The bad news is that efforts to solve these issues have opened the door to new vulnerabilities.
New approaches that transform how energy is produced, delivered and consumed have created increased reliance on complex data flows, interconnected systems and sophisticated technologies — i.e., the new smart grid.
But with smarter systems come equally smart hackers.
Cyberattacks can come in many forms, all with the real risk of physical harm to the system. This was demonstrated in the 2007 Aurora project, where a staged cyberattack revealed critical vulnerabilities in the power grid.
To stay one step ahead of cyberattacks, engineers and scientists funded by the National Science Foundation (NSF) are exploring innovative new ways to operate and secure the grid, using the tools of game and control theory.
Control at the periphery
The smart grid is evolving to look like a vast ant colony, with each node of the grid collecting and acting on its own measured data. While inconsequential in isolation, those individual actions can result in collective behavior that has profound effects on the power grid as a whole.
Smart meters, smart appliances, electric vehicles and the increasing number of devices connected through the Internet of Things offer users and grid operators new opportunities to control the usage of power at a scale never seen before.

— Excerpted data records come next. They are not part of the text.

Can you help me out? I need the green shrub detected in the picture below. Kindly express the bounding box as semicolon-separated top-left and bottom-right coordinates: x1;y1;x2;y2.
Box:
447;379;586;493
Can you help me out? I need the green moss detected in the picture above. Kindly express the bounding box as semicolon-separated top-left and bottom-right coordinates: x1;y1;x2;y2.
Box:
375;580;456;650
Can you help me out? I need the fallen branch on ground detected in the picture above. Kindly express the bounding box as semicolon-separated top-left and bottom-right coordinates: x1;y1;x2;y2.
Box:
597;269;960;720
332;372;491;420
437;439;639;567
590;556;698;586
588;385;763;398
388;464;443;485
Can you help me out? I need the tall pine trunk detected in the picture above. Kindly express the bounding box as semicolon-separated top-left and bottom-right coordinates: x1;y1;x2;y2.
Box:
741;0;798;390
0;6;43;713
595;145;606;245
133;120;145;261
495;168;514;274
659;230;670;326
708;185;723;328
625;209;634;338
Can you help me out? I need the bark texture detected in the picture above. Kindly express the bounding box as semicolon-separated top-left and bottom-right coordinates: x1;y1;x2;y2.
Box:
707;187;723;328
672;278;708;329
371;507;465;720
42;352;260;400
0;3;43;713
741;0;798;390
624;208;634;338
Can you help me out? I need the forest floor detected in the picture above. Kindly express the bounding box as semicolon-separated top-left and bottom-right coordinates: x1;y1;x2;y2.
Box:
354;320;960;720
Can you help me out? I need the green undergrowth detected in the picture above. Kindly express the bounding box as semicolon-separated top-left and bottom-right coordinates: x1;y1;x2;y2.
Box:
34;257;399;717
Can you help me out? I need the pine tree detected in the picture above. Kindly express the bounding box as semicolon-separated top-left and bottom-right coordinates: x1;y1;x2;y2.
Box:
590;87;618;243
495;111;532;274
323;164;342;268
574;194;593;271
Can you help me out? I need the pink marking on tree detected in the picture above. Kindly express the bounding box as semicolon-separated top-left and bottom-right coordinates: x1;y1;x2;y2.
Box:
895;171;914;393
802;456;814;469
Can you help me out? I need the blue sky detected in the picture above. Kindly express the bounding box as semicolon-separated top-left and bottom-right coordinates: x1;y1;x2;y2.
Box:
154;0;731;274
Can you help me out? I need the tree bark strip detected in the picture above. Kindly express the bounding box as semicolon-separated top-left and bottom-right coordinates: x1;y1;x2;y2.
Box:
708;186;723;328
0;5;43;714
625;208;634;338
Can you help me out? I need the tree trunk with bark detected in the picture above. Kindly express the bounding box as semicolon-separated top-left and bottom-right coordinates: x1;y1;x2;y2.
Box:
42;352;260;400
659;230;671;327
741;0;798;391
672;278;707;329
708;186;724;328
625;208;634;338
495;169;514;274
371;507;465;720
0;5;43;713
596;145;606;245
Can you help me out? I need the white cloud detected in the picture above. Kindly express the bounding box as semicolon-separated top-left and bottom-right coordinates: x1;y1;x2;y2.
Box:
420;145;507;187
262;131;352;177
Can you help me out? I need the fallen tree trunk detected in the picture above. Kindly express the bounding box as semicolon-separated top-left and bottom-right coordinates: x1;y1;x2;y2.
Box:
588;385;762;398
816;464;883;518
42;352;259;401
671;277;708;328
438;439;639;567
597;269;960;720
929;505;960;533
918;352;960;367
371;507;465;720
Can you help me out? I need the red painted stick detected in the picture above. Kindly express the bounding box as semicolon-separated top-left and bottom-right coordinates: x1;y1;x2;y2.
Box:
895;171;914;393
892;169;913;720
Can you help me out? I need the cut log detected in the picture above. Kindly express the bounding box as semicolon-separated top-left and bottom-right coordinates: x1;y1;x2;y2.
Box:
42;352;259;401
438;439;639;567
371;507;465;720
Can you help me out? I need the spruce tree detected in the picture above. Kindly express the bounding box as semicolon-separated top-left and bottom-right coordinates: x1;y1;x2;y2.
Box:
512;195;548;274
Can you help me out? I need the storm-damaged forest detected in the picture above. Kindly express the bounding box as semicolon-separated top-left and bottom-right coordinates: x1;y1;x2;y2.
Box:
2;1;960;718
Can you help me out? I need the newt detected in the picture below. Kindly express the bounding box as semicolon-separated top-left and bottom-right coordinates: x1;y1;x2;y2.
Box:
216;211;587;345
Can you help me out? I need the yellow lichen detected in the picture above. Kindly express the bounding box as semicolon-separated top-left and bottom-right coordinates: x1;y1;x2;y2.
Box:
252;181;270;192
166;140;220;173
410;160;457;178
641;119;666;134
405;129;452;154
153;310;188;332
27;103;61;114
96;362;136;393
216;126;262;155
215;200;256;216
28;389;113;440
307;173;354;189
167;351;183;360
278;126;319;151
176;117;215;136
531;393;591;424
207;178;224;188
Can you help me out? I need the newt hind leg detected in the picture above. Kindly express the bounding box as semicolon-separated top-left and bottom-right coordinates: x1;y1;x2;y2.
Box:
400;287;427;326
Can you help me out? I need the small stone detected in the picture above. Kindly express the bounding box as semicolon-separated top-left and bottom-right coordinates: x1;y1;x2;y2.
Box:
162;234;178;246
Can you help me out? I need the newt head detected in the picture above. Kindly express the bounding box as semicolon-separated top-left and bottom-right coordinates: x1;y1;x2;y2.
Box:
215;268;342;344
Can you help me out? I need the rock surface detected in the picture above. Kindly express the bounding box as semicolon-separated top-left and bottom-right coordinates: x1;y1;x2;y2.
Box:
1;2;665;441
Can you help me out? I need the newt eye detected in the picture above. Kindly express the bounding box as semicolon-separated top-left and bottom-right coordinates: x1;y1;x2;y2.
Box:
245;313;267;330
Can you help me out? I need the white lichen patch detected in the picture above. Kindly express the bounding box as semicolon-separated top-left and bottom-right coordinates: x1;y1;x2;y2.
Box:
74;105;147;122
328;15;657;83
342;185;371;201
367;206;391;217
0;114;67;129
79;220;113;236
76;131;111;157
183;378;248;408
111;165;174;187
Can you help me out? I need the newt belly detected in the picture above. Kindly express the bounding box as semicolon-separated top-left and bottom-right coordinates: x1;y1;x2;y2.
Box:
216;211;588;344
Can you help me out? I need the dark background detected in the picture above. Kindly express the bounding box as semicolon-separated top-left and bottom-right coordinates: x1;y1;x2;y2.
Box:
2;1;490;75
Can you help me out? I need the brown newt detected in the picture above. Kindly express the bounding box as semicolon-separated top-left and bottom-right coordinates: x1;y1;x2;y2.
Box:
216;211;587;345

“Essential to the reliable operation of the grid is the need to balance supply and demand on a sub-second timescale,” says Eilyan Bitar, a Cornell University engineer who designs algorithms for control of large-scale systems. “Traditionally, we schedule supply to follow demand. There is, however, a considerable flexibility in demand that remains largely untapped. So, why not tailor demand to follow supply?”